Vladislav Surkov, presidential aide
It's a strange title, but the easiest way to describe Vladislav Surkov's role in Vladimir Putin's government might be as the strongman's post-modernist-in-chief. It was Surkov who created Putin's system of "sovereign democracy" through which the former KGB agent has consolidated and centralized power in the Russian Federation. That system, which has allowed Putin to amass enormous authority from his seat in Moscow, required a clever spin-doctor. Surkov fit the bill. He manufactured opposition parties to provide the semblance of a political counterweight to Putin, pressured editors at newspapers and radio stations to follow the approved editorial line, and provided the rabidly nationalist ideology animating Putin's political machine.
Then, Surkov was ousted from the Kremlin in 2011, a move that was interpreted as a concession to the previous year's virulent protest movement -- which had formed in reaction to the system Surkov had created. He spent a year as a deputy prime minister, then resigned amid a corruption probe.

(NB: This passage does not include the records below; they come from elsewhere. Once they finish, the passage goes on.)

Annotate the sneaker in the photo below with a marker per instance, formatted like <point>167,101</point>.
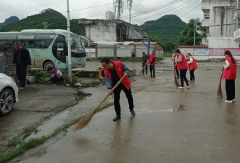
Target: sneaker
<point>133,113</point>
<point>228,101</point>
<point>116,118</point>
<point>20,88</point>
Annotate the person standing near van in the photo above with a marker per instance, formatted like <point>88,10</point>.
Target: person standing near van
<point>152,61</point>
<point>22,61</point>
<point>230,74</point>
<point>182,66</point>
<point>192,65</point>
<point>144,62</point>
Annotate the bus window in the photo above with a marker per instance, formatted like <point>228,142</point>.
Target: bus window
<point>8,37</point>
<point>41,44</point>
<point>59,49</point>
<point>29,43</point>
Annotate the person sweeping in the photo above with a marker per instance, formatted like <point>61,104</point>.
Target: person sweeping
<point>230,74</point>
<point>114,71</point>
<point>182,67</point>
<point>192,65</point>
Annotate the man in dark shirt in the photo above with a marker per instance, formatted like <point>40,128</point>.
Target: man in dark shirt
<point>22,61</point>
<point>114,71</point>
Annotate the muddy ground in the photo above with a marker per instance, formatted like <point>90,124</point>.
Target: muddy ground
<point>171,125</point>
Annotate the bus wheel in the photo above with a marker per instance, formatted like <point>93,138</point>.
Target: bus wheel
<point>48,64</point>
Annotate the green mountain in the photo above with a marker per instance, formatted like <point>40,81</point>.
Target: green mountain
<point>49,18</point>
<point>9,20</point>
<point>167,27</point>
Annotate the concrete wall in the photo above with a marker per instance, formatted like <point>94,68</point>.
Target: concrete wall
<point>219,20</point>
<point>222,42</point>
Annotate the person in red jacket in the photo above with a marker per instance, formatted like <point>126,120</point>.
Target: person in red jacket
<point>114,71</point>
<point>182,66</point>
<point>192,65</point>
<point>230,74</point>
<point>152,61</point>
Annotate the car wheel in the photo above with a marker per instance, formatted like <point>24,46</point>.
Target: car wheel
<point>6,101</point>
<point>48,64</point>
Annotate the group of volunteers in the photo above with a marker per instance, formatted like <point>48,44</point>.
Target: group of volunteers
<point>182,64</point>
<point>229,71</point>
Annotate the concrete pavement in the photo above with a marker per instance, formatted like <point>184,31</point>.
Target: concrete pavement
<point>171,126</point>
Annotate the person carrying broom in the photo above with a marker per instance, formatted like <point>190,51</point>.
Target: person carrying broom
<point>182,66</point>
<point>114,71</point>
<point>230,74</point>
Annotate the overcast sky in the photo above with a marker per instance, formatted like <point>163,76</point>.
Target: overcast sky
<point>143,10</point>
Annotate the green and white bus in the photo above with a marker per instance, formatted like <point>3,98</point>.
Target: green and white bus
<point>48,47</point>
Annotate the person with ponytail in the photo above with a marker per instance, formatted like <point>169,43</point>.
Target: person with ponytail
<point>192,65</point>
<point>182,66</point>
<point>230,74</point>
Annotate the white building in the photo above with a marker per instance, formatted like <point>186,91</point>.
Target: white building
<point>221,22</point>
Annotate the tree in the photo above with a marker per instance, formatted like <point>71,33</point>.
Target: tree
<point>186,37</point>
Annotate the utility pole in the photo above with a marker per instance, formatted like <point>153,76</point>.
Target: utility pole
<point>69,45</point>
<point>130,10</point>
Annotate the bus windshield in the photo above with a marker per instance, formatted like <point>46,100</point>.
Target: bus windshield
<point>77,45</point>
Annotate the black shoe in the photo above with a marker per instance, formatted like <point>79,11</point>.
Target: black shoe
<point>133,113</point>
<point>116,118</point>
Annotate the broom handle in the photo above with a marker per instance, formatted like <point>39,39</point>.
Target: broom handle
<point>143,67</point>
<point>119,82</point>
<point>221,75</point>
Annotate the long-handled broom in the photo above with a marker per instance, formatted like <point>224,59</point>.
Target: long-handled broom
<point>219,93</point>
<point>175,77</point>
<point>85,120</point>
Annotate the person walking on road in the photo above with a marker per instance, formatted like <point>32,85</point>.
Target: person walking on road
<point>175,65</point>
<point>22,61</point>
<point>182,66</point>
<point>144,62</point>
<point>114,71</point>
<point>230,74</point>
<point>152,61</point>
<point>192,65</point>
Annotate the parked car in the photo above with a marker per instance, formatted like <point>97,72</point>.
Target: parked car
<point>8,94</point>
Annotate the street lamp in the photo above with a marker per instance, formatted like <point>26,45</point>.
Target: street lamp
<point>69,45</point>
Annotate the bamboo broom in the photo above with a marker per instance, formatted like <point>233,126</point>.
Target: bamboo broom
<point>175,78</point>
<point>85,120</point>
<point>219,93</point>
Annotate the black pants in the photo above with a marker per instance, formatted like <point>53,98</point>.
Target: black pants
<point>152,70</point>
<point>143,64</point>
<point>177,72</point>
<point>21,72</point>
<point>183,77</point>
<point>192,76</point>
<point>57,80</point>
<point>117,93</point>
<point>230,89</point>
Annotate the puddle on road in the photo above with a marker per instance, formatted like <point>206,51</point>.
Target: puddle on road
<point>48,127</point>
<point>178,109</point>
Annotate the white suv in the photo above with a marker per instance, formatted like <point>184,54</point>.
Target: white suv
<point>8,94</point>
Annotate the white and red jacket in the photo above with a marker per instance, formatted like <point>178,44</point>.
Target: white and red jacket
<point>192,64</point>
<point>120,72</point>
<point>181,62</point>
<point>230,69</point>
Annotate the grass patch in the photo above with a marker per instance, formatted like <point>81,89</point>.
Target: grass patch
<point>23,147</point>
<point>29,130</point>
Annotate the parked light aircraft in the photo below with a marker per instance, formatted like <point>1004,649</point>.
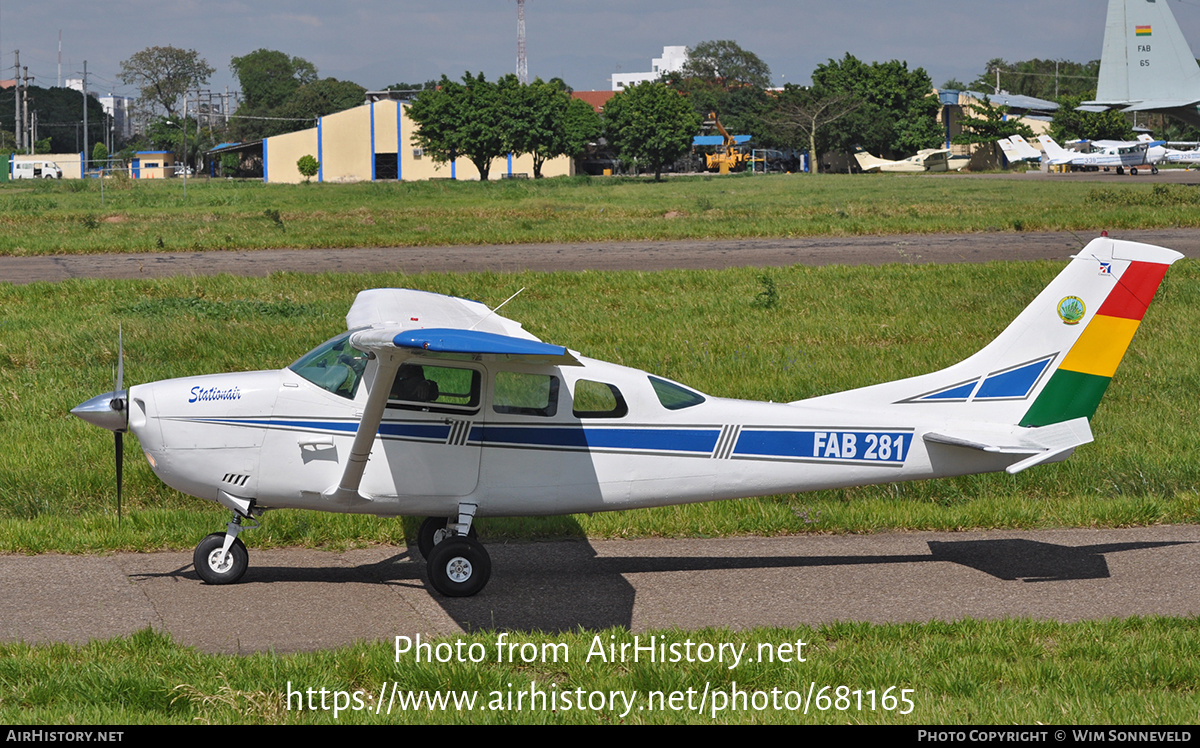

But four months later, Surkov, who is often called the Kremlin's "gray cardinal" in a nod to his power behind the scenes, returned to power, this time in a lesser role, as a presidential aide. In his new role, he has been charged with overseeing the breakaway Georgian provinces of Abkhazia and South Ossetia, which Russia recognized as independent countries after invading Georgia in 2008. Little is known about Surkov's exact role in the Crimean crisis, but he is said to have been involved in decisions that led to the Russian invasion and is reported to have met with pro-Russian leaders in Crimea. Here, Surkov can be seen alongside Russia's then-president, Dmitry Medvedev.